All of the other assumptions are met.
aov_model <- aov_ez(data = d,
id = "row_id",
between = c("gender","poc"),
dv = "efficacy",
anova_table = list(es = "pes"))
## Warning: Missing values for 304 ID(s), which were removed before analysis:
## 65, 74, 76, 93, 94, 98, 101, 105, 113, 114, ... [showing first 10 only]
## Below the first few rows (in wide format) of the removed cases with missing data.
## row_id gender poc .
## # 65 65 f <NA> 3.0
## # 74 74 f <NA> 2.8
## # 76 76 f <NA> 3.8
## # 93 93 f <NA> 3.4
## # 94 94 f <NA> 3.4
## # 98 98 f <NA> 2.8
## Contrasts set to contr.sum for the following variables: gender, poc
Effect size cutoffs from Cohen (1988):
nice(aov_model)
## Anova Table (Type 3 tests)
##
## Response: efficacy
## Effect df MSE F pes p.value
## 1 gender 1, 2816 0.19 19.05 *** .007 <.001
## 2 poc 1, 2816 0.19 1.55 <.001 .214
## 3 gender:poc 1, 2816 0.19 1.90 <.001 .168
## ---
## Signif. codes: 0 '***' 0.001 '**' 0.01 '*' 0.05 '+' 0.1 ' ' 1
afex_plot(aov_model, x = "gender", trace = "poc")
afex_plot(aov_model, x = "poc", trace = "gender")
Only run posthocs if the test is significant! E.g., only run the posthoc tests on gender if there is a main effect for gender.
emmeans(aov_model, specs="gender", adjust="tukey")
## NOTE: Results may be misleading due to involvement in interactions
## Note: adjust = "tukey" was changed to "sidak"
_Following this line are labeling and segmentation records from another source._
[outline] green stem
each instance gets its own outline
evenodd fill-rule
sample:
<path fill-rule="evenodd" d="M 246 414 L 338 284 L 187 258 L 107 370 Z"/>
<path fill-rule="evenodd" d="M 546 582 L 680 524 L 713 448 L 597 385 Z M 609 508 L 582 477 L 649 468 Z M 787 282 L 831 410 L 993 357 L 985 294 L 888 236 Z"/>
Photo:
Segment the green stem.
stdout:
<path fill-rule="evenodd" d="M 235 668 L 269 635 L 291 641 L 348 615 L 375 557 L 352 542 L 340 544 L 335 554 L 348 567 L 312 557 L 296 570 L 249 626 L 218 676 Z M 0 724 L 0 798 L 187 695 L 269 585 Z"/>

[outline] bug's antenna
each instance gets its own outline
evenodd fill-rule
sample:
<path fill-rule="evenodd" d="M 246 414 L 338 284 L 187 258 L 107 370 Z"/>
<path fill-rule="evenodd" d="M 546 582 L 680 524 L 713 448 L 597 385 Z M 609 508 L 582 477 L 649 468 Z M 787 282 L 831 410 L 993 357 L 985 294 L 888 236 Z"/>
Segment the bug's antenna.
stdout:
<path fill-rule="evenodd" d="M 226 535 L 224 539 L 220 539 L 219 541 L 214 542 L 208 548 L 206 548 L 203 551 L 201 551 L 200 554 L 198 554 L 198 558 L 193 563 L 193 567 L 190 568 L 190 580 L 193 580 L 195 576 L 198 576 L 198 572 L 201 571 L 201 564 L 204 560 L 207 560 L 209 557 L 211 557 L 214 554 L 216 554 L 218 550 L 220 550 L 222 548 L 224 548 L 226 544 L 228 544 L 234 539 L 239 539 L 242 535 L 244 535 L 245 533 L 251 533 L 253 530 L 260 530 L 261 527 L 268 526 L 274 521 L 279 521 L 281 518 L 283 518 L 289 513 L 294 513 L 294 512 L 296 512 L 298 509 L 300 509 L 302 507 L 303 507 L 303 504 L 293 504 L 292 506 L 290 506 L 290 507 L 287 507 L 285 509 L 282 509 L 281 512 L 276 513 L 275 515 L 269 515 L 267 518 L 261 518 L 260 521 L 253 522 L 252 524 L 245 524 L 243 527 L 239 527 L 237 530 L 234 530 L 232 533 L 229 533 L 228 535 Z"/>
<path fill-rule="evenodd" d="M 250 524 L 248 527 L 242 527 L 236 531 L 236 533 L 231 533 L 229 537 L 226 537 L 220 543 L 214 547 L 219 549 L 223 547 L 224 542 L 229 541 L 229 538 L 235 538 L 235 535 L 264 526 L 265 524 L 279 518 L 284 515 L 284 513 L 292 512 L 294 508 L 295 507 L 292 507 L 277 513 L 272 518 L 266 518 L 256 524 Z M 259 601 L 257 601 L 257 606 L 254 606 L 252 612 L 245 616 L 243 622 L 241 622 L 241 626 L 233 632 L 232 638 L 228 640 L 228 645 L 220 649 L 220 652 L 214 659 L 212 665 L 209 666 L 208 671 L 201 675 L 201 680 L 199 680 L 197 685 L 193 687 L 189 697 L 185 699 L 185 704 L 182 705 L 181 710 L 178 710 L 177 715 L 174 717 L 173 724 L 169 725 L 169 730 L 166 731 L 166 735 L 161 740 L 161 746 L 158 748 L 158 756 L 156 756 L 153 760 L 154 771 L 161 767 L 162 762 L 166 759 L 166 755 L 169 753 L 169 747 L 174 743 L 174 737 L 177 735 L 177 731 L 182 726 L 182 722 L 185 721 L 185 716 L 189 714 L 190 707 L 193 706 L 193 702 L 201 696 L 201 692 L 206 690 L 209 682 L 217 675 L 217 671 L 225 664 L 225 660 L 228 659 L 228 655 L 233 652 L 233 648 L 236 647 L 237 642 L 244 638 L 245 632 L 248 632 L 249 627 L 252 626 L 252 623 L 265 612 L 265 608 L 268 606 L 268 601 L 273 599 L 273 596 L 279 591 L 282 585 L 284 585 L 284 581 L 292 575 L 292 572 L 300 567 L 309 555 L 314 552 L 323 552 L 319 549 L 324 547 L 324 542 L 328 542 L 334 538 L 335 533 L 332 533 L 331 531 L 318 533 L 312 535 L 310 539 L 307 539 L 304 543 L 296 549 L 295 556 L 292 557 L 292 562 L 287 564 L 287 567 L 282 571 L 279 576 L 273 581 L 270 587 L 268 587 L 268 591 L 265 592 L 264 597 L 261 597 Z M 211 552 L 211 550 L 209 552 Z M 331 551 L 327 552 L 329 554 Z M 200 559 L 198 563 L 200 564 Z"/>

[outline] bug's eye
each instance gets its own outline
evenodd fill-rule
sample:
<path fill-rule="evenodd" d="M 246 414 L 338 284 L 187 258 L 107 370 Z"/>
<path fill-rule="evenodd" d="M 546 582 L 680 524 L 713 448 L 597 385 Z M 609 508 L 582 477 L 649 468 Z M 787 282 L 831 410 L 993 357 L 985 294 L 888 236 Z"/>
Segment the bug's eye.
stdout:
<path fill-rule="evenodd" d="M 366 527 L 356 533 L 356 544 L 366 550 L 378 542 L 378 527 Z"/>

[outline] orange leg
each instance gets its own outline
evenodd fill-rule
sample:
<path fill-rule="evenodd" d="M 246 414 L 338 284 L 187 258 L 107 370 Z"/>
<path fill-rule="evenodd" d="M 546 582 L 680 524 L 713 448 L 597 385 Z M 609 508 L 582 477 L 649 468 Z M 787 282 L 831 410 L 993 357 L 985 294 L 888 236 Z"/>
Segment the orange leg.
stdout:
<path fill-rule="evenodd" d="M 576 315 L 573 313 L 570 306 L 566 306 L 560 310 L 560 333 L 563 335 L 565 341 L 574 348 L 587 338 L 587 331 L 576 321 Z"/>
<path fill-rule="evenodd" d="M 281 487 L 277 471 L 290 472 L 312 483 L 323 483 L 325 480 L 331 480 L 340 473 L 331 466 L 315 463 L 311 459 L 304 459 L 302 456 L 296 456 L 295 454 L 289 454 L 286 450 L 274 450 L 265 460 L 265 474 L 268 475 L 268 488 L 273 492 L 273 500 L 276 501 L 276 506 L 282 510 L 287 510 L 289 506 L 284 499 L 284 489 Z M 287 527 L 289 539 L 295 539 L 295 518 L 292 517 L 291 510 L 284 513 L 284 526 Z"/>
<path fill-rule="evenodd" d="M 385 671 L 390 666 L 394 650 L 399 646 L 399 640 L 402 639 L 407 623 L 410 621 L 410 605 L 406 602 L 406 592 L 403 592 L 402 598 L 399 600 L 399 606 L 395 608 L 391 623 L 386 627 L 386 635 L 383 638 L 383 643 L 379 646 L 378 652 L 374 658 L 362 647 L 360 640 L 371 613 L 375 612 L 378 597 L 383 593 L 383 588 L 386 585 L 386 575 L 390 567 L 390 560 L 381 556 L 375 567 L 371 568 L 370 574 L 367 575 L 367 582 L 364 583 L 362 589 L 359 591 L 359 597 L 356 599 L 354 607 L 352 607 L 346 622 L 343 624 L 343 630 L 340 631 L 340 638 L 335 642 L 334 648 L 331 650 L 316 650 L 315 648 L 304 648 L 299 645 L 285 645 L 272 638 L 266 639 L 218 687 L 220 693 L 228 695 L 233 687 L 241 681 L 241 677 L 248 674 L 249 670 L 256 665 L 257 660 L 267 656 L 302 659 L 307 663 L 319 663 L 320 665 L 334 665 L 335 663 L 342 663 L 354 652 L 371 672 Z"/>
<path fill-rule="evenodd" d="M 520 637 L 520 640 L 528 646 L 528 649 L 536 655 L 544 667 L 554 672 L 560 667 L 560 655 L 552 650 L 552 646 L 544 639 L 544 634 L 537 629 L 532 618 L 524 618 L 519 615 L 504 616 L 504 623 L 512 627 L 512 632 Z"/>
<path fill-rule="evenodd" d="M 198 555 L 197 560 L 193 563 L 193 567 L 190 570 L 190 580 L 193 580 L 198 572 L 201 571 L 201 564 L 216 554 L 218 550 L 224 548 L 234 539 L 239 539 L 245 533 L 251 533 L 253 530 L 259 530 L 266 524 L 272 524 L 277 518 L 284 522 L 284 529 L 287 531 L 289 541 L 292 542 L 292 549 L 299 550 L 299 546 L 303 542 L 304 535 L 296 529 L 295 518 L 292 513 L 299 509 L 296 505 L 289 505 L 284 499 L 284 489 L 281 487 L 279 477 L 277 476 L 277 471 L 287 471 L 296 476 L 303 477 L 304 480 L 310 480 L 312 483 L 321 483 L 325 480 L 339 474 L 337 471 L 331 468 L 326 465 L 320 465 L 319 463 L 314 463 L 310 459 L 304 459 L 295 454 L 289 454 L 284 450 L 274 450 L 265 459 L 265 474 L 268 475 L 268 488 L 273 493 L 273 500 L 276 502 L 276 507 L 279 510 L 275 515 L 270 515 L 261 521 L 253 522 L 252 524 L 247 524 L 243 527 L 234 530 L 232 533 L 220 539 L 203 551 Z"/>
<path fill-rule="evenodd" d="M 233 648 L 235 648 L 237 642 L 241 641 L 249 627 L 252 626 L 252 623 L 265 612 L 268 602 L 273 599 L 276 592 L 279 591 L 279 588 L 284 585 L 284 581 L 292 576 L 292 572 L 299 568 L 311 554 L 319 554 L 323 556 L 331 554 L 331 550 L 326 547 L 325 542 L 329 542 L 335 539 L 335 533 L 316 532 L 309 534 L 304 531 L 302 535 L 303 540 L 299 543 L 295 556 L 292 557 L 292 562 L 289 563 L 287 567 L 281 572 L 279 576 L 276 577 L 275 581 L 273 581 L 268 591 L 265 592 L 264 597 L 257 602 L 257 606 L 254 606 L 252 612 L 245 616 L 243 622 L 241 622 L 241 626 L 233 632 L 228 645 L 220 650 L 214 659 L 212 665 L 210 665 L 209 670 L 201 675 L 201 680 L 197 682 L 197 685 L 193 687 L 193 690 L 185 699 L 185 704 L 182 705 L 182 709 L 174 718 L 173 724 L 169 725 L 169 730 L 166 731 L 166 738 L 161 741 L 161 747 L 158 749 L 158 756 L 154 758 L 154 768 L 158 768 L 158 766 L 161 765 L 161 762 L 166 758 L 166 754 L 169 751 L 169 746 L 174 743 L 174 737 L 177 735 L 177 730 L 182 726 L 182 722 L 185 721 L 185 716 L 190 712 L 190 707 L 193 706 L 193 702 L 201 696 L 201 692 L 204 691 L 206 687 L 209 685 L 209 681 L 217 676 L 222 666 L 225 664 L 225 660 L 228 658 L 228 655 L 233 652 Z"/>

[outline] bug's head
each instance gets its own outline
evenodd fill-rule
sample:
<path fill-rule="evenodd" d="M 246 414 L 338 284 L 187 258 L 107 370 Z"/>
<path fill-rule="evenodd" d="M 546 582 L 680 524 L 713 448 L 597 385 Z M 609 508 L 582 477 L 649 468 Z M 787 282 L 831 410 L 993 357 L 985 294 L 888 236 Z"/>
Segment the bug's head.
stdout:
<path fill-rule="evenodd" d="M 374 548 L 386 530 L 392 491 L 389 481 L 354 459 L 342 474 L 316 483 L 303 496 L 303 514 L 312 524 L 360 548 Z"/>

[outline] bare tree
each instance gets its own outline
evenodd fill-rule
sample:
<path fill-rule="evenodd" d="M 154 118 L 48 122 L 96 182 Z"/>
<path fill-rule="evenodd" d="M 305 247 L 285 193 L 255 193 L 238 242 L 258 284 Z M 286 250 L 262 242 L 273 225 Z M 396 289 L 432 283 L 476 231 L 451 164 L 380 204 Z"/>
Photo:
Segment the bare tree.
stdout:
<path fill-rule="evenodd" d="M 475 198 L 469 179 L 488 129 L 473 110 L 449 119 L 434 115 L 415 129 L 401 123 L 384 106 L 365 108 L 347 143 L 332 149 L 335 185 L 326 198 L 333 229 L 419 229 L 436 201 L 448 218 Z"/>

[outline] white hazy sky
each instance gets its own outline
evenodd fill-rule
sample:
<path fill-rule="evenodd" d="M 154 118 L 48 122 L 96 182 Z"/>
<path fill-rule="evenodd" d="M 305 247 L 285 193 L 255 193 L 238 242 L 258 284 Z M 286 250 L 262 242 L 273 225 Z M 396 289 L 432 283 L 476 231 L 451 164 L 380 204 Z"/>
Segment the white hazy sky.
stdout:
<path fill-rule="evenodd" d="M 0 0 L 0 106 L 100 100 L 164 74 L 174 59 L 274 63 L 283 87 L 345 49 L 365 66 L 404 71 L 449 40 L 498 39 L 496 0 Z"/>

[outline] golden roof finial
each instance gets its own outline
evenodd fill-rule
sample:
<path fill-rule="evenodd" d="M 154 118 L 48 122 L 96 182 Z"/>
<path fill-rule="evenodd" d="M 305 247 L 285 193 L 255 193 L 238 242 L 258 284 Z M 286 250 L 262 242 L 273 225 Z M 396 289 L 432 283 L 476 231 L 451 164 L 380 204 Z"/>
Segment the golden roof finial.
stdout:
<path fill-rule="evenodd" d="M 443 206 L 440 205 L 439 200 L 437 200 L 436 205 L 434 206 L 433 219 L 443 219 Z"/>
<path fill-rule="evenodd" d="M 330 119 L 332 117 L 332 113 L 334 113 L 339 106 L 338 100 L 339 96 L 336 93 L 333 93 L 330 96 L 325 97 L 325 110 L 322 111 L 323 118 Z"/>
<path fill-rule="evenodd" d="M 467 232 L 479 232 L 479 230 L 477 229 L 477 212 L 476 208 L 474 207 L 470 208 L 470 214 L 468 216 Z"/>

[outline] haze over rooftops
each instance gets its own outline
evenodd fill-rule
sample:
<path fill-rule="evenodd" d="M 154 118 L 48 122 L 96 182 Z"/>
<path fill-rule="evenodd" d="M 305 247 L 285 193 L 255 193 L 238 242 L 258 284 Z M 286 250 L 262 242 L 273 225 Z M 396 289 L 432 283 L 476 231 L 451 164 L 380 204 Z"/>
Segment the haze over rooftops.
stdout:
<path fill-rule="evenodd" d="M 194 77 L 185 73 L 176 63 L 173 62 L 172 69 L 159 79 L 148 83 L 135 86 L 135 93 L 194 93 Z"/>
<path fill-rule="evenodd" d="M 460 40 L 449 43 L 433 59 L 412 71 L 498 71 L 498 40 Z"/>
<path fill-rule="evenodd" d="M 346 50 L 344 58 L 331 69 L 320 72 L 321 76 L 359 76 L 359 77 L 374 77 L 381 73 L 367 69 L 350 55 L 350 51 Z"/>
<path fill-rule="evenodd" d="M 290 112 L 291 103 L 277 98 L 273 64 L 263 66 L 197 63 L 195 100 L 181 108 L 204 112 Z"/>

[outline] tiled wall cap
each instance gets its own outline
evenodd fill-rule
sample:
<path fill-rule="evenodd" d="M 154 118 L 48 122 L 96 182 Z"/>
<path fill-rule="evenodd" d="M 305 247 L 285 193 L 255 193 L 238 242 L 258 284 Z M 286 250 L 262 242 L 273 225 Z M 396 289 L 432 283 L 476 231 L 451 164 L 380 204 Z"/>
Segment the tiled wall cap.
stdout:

## because "tukey" is only appropriate for one set of pairwise comparisons
## gender emmean SE df lower.CL upper.CL
## f 3.10 0.0105 2816 3.08 3.12
## m 3.19 0.0182 2816 3.15 3.23
##
## Results are averaged over the levels of: poc
## Confidence level used: 0.95
## Conf-level adjustment: sidak method for 2 estimates
pairs(emmeans(aov_model, specs="gender", adjust="tukey"))
## NOTE: Results may be misleading due to involvement in interactions
## contrast estimate SE df t.ratio p.value
## f - m -0.0918 0.021 2816 -4.364 <.0001
##
## Results are averaged over the levels of: poc
To test my hypothesis that gender and race would impact and significantly interact with efficacy, I performed a two-way/factorial ANOVA. My data met most of the assumptions; however, there was a small cell size for the Non-Binary/Other Gender participants, so I dropped that level from my analysis. Additionally, our data between men and women is unbalanced. There are more women (n = 2110) than men (n = 713) participating in the survey. Visual analysis using a Residuals vs Leverage plot did not appear to have any outliers, so no outliers were removed.
As predicted, I found a significant main effect for gender, F(1,2816) = 19.05, p < .001, ηp2 .007 (trivial effect; Cohen, 1988). As predicted, men (M = 3.19, SE = .018) reported higher levels of efficacy compared to women (M = 3.10, SE = .011). Contrary to my hypothesis, I did not find a significant main effect for race (p = .214) or the interaction between gender and race (p = .168).
References
Cohen J. (1988). Statistical Power Analysis for the Behavioral Sciences. New York, NY: Routledge Academic.